Emo rocker Lenny Kravitz recently embarrassed himself in public by way of a “wardrobe malfunction” while on stage performing to a live audience. The alleged “malfunction” occurred when Kravitz’s pants supposedly “exploded”; causing his unremarkable, rubbery genitalia to flop in time with the spastic motions his body was making to the unclean music being performed by his backing band. While the media is reporting on this transgression by Kravitz, they’re playing it off an as “accident”. Brother Ethan Applegate, a deacon at Brother Lonnie’s University of Faith Facts disagrees.
“We’ve been watching him (Kravitz) for a while now,” explains Brother Ethan. “He really messed up this time since he clearly wore the wrong pants on stage that day. His PR people are trying to claim that his pants tore, but we know what really caused Kravitz’s sin stick to be illegally exposed to minors.” Brother Ethan claims that Kravitz was wearing a special pair of leather pants preferred by “discriminating masturbators of all genders”. The pants reportedly have an “easy access flap” that allows unfettered access to the genitalia.

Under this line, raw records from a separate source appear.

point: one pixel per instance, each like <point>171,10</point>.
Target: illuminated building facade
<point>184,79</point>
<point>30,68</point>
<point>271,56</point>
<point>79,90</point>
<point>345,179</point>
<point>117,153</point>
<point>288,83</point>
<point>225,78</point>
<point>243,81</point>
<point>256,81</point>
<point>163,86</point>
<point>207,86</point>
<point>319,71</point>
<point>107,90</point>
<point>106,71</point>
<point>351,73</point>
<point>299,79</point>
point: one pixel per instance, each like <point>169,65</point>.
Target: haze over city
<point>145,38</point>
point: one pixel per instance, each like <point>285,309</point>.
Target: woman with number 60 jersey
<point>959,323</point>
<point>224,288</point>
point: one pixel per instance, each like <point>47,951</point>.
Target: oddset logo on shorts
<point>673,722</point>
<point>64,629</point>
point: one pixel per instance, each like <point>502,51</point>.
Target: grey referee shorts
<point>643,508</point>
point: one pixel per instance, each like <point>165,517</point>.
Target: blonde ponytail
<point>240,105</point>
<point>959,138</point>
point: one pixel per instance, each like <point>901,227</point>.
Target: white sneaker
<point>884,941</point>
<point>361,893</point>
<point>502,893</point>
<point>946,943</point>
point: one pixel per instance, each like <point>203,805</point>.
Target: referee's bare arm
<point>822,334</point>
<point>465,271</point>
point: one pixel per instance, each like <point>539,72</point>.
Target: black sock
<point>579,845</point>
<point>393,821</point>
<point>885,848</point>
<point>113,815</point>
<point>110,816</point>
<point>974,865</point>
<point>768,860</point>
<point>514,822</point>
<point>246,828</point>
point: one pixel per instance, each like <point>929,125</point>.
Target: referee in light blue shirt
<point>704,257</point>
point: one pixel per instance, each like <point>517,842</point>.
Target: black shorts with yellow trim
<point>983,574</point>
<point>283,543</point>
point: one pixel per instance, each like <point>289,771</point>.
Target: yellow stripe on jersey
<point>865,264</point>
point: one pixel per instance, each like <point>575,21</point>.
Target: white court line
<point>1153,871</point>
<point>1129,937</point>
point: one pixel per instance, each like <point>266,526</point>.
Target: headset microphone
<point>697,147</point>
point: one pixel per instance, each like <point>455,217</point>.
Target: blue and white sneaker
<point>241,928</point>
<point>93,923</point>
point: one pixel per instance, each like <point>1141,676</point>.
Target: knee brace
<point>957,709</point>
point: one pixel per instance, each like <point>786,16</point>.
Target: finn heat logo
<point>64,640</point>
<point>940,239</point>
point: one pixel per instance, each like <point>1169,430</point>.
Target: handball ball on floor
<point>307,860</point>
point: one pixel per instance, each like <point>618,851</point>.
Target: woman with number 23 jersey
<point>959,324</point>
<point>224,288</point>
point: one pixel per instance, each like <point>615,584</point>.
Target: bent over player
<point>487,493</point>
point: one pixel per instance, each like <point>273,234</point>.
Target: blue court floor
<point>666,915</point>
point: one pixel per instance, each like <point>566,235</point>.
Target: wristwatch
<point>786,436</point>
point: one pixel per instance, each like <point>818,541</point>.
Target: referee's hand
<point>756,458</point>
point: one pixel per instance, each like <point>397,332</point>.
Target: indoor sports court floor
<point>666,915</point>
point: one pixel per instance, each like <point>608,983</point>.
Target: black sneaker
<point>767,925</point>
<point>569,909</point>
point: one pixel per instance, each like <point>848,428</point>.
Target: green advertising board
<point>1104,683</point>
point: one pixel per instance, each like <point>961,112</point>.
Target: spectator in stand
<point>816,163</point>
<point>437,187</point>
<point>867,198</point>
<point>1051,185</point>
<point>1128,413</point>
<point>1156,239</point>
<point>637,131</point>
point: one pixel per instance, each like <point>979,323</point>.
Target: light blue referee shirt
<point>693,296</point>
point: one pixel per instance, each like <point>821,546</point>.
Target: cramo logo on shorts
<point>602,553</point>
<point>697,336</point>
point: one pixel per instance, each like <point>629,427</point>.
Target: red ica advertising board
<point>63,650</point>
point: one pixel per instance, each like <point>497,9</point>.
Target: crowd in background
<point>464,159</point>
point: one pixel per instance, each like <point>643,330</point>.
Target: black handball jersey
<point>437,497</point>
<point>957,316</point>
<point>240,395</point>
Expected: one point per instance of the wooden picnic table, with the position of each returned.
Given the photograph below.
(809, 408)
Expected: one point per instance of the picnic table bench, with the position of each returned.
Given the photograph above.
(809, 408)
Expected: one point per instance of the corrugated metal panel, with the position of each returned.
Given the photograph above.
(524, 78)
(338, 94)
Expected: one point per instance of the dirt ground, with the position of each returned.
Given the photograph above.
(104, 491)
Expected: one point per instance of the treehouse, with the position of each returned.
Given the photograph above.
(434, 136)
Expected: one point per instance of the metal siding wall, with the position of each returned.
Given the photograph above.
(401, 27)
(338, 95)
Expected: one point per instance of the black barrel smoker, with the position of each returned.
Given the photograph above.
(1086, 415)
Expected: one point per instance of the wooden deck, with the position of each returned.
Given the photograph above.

“Sickos like Kravitz have ready access to their junk at all times,” adds Sister Sarah Timmons, speaking with permission from Brother Ethan. “The Brothers have warned us lesser gendereds about horrible men like him and their special tricks and traps they use to lure the unclean to their diseased cause.”
Sister Sarah also speculates that these trousers are typically made out of leather because, “They (the masturbators) get a sick thrill from having animal skin against their diseased skin.” Brother Ethan agrees with Sister Sarah and added that the “eventual fornication with animals” is a “typical escalation” from masturbators “such as Lenny Kravitz”.
Brother Lonnie is currently too busy to waste his precious time issuing a statement about a common celebrity masturbator like Lenny Kravitz, but several deacons are keeping a watchful eye on this developing story.